Although the revised draft curriculum directs that the Asian section of ethnic studies courses include “the unique experiences of Arabs and other Middle Easterners,” it still ignores Iranian religious communities — Jews, Christians, Zoroastrians and Bahais — integral to the Los Angeles population. Leaving our histories and our voices out of the curriculum not only is ahistorical and faulty scholarship, it projects a revisionist and an Arab Muslim-centric understanding of a diverse region.

I now teach courses and write books on Iranian Jews and Jews from the Middle East. My courses and others offered on religious minorities in the Middle East are highly attended and celebrated because for the first time in California, a wider range of Middle Eastern students are learning about their own histories, their cultures and their traditions. They are seeing themselves represented in their college curriculum.

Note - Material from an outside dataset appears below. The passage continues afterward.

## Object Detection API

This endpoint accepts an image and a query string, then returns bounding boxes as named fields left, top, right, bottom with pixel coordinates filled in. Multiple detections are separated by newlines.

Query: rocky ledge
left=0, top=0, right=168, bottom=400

The California State Board of Education must do the same for high school students. The law that mandated the creation of a California ethnic studies model curriculum — AB 2016 — stated the objective of “preparing pupils to be global citizens with an appreciation for the contributions of multiple cultures.” My community, and all California students, deserve a more nuanced, inclusive and demographically accurate portrayal of our ethnically diverse state.

Saba Soomekh is the associate director of American Jewish Committee (AJC) Los Angeles, and a lecturer at the Academy of Jewish Religion-CA. She is the author of “From the Shahs to Los Angeles: Three Generations of Iranian Jewish Women Between Religion and Culture.”